Initial public offerings have also fallen off a cliff: The first three months of 2016 saw only eight IPOs in the U.S. across all sectors, compared to 34 during the same period in 2015, according to Renaissance Capital, which manages IPO-focused investment funds.
This lull in the fintech market won’t last forever.
The opportunity for disruption in financial services is simply too large for venture capital investors to turn their back on it for long.
Fintech companies now operate in almost every sector of financial services including payments, retail banking, capital markets, commercial lending, and insurance.
Each of these areas represents an opportunity for disruption worth potentially trillions of dollars to companies that can upend incumbents and their business models. But for as long as this respite lasts, fintech companies need to look for new avenues of growth.
That means banks have a window of opportunity to expand their fintech outreach and partnerships.
This opportunity has not been lost on nonbank players. Amazon, for one, is taking advantage of this interlude to build new bridges with the fintech community. Regional and community banks should also use this opportunity to collaborate with fintech companies.
How do you do it with shallow pockets?
These smaller banks might not have the cash that large banks and tech giants have to invest in fintech startups, but that doesn’t shut them out from the fintech sector. There are still less cash-intensive entryways into the fintech sector.
These banks can sponsor hackathons to find the best potential partners out of the constantly growing field of startups—the goal being mutually beneficial collaboration.
Larger banks run such hackathons to find opportunities to invest in and acquire startups. But smaller banks, with the smallest pockets, can still play. These institutions can offer resources besides cash to help startups grow, including co-working space to collaborate on projects.
Banks can also offer up access to some of their technology to help startups learn how to overcome the challenges of integrating their products with traditional financial institutions. They can also provide mentoring for startups, giving them opportunities to learn how to manage compliance and market their products.
Add to this an essential bankers don’t know: Smaller banks can also offer startups the thing they need most—the opportunity to test their products with real-world customers by launching a joint pilot program with a bank. If the pilot is successful, then both the bank and the startup have an incentive to expand their partnership.
Regional and community banks obviously aren’t approaching fintech investment in the same way as other venture capital investors. Banks want to develop solutions and partnerships that can benefit their business, not just turn a profit when a company is acquired or makes an IPO.
This mandates careful selection. They need to focus on reaching out to fintech companies that work in the business areas in which they want to grow.
For example, a bank that handles large volumes of international payments should be focused on partnering with alternative payments providers, and exploring how the blockchain could lower the costs of those transactions.
Another example: A bank that wants to grow its small business customer base should collaborate with companies that help these customers get credit more quickly.
In other words, fintech outreach must support an overall business agenda.
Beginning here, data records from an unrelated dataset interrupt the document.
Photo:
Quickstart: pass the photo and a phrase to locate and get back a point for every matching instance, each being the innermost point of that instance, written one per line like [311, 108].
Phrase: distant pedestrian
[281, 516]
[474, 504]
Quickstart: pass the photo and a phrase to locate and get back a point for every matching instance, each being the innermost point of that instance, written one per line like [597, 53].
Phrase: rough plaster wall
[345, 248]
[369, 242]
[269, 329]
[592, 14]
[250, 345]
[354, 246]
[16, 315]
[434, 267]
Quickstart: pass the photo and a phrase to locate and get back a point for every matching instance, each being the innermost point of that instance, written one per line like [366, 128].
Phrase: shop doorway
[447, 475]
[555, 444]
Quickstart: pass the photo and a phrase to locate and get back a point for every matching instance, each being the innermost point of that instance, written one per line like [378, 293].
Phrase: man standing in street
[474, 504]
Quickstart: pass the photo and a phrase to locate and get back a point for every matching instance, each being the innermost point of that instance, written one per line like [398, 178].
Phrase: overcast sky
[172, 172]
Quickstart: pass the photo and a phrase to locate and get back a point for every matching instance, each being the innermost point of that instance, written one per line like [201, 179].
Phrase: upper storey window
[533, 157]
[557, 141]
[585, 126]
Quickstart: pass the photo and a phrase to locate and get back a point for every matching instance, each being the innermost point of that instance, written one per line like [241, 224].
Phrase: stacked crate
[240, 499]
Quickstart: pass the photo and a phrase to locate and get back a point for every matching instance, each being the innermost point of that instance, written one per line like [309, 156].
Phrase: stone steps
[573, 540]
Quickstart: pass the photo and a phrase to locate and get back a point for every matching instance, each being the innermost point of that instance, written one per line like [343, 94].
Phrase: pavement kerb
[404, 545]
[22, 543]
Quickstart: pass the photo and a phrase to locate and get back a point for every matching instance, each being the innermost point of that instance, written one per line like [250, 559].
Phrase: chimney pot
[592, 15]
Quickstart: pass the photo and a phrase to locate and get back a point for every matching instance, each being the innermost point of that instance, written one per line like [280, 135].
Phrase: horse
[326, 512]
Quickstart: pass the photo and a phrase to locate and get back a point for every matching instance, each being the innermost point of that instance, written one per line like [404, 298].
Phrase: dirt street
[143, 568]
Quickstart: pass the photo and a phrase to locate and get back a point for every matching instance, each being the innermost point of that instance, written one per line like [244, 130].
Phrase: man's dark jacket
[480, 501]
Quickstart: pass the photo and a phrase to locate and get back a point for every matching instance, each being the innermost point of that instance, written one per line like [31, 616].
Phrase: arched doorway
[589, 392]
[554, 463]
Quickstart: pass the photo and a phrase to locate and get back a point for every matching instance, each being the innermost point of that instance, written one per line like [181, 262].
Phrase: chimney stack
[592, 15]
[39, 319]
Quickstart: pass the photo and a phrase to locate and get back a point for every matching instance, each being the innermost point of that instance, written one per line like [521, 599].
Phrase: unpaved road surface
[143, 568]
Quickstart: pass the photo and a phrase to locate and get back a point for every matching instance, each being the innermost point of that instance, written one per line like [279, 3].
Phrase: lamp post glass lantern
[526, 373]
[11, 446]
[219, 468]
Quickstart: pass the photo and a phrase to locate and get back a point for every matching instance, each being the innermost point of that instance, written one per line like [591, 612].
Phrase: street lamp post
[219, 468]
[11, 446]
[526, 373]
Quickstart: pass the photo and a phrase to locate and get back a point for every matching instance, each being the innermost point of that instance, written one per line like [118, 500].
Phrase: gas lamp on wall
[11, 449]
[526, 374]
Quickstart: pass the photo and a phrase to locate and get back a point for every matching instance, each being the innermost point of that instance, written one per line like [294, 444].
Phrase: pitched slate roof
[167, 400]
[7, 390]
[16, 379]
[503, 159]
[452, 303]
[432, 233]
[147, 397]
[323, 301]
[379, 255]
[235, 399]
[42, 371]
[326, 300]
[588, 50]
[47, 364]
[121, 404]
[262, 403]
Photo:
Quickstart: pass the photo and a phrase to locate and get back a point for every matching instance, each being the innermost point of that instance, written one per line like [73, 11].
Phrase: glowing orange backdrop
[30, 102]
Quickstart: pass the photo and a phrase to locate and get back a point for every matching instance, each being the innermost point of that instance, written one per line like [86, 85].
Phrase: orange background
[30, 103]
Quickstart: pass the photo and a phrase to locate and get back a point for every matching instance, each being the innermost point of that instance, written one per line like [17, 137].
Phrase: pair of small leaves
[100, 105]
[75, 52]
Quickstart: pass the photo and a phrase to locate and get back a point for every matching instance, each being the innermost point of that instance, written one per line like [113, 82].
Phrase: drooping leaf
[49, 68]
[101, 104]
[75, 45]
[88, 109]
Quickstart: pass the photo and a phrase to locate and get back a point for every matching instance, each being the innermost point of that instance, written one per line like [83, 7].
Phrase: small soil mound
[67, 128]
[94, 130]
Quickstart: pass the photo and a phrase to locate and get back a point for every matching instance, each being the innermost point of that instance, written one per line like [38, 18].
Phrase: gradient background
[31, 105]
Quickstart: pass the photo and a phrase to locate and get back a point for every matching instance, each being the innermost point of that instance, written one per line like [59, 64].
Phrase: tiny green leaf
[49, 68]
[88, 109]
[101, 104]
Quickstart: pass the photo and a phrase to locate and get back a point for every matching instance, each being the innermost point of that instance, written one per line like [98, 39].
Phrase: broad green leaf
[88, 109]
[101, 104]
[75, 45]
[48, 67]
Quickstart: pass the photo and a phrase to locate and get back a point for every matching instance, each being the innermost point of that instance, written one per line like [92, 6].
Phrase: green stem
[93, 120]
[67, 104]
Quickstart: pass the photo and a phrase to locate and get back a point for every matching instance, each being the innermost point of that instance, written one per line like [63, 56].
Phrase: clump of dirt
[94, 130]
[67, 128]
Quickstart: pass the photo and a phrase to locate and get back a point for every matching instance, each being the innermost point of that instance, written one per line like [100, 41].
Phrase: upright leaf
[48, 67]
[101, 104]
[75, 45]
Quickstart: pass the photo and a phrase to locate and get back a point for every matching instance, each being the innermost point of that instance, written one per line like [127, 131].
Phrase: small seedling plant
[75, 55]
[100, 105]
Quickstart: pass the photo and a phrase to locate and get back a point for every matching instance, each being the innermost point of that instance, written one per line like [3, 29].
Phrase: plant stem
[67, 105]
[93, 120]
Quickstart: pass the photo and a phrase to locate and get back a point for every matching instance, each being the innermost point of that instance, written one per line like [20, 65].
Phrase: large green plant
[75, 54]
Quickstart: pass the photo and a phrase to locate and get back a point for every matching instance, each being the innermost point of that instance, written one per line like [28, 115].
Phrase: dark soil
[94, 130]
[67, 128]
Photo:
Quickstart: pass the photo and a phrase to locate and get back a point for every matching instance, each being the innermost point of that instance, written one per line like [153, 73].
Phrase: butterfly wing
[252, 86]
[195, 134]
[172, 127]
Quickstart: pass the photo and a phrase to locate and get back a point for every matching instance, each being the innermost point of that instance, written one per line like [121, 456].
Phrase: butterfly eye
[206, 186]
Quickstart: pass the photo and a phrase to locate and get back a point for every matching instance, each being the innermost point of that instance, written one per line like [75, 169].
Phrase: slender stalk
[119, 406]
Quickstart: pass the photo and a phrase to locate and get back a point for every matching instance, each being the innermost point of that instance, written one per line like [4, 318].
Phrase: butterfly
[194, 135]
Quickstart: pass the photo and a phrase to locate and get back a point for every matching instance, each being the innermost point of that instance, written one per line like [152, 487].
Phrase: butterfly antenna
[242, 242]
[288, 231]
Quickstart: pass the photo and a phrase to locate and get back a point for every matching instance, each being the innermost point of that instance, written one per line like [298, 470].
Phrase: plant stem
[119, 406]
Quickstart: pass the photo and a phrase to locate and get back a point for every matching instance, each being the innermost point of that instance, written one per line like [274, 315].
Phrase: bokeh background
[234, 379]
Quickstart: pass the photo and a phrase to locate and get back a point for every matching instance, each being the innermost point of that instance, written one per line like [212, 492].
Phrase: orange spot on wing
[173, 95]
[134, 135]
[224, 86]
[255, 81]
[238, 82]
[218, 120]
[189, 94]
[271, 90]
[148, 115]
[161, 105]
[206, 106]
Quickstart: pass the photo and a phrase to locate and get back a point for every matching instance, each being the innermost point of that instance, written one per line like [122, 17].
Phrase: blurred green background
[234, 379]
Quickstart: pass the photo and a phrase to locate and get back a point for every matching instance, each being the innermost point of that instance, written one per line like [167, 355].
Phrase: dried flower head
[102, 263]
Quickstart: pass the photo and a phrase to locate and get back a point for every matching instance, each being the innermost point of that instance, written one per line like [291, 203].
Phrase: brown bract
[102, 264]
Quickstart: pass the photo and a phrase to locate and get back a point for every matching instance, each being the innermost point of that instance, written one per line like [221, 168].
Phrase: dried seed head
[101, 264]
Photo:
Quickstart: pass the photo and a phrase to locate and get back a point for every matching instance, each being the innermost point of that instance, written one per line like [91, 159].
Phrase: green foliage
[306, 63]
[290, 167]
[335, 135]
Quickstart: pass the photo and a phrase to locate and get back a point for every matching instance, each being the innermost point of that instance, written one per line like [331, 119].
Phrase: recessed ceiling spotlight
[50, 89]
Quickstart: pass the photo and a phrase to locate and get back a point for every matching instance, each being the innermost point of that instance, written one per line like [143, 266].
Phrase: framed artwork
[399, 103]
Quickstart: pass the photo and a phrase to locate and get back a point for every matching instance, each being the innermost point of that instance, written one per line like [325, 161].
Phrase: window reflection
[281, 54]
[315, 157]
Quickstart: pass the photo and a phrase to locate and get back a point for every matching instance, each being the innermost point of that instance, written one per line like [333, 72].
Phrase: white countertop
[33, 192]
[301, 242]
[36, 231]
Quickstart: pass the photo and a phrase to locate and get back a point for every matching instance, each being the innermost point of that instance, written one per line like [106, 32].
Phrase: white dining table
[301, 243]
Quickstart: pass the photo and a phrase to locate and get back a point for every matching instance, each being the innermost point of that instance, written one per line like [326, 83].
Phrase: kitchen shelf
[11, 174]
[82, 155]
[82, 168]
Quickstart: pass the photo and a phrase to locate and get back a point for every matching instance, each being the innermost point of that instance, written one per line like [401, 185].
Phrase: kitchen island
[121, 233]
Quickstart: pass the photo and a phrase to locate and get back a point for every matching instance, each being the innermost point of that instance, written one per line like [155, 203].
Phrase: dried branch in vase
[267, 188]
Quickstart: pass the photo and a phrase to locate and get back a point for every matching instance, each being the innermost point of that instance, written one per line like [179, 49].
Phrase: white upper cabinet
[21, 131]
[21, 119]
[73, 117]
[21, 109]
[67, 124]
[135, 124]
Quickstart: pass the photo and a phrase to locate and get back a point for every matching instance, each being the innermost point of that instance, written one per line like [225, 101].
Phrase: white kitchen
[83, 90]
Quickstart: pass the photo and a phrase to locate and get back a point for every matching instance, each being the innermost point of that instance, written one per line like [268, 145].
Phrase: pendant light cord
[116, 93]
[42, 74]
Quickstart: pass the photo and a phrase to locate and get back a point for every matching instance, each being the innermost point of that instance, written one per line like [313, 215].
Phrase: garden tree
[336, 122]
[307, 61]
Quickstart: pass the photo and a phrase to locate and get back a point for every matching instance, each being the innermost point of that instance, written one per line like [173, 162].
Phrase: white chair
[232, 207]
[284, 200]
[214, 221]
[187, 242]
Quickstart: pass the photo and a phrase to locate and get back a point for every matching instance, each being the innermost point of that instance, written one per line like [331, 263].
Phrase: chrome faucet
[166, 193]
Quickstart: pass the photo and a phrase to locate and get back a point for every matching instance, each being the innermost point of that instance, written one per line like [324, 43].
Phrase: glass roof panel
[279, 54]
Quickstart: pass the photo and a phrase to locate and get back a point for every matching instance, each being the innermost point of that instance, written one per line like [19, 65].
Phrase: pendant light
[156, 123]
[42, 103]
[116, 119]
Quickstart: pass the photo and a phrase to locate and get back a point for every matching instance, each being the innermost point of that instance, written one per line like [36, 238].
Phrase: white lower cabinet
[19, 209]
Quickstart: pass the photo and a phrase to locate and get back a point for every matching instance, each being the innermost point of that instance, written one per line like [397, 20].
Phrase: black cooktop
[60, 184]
That means banks should actively support early-stage fintech companies that could further their business agenda.
A strategy not so far away from classic banking
Banks are in a much better position to provide support and mentorship for early-stage fintech companies than other angel investors. If these startups mature into successful companies, the banks that supported them win too. And at this early stage in the digital disruption of financial services, the next disruptive idea could still come from anywhere.
So it’s more imperative than ever for banks to grow roots in the fintech community and take advantage of this opportunity to find partners that can help them ensure their future success and growth.